A major limitation of international guidelines is posed by the differences in healthcare structure and consequent availability of diagnostic and therapeutic facilities. Although spirometry, allergy testing and inhaled corticosteroids are widely used in primary care, some countries’ healthcare structure only makes it available after referral to specialist care, or in economically disadvantaged countries and regions these facilities may not be available at all. For that reason, these guidelines will have to be fine-tuned to national, regional and local circumstances. This is in fact the crucial step in the process of implementation and in itself presents an opportunity to foster local collaborative relations between GPs, other primary care providers and respiratory specialists.

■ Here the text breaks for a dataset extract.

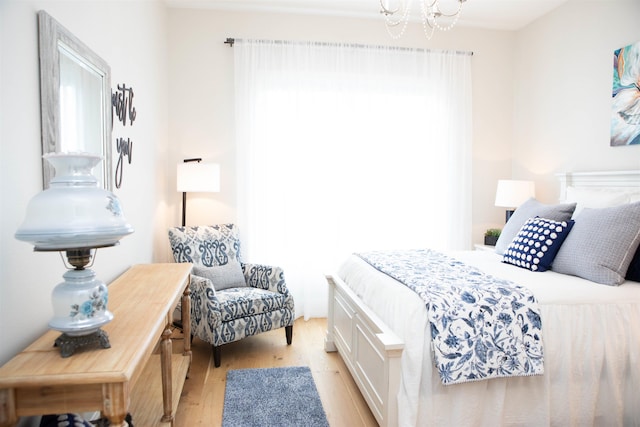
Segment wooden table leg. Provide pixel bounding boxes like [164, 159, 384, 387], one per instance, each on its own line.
[160, 327, 173, 422]
[0, 389, 18, 426]
[102, 383, 129, 427]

And this leads us back to the importance of international, interdisciplinary collaboration of GARD (6). This is practical, in terms of making knowledge and skills available, but at the same time spelling-out the best response to the respiratory care needs of patients and populations. It advocates that this is best served by its integration in comprehensive primary care, directed at (i) fostering self-care in the community for all; (ii) diagnosis, treatment and support in primary care for most patients and (iii) specialized facilities available for those who need more intensive care.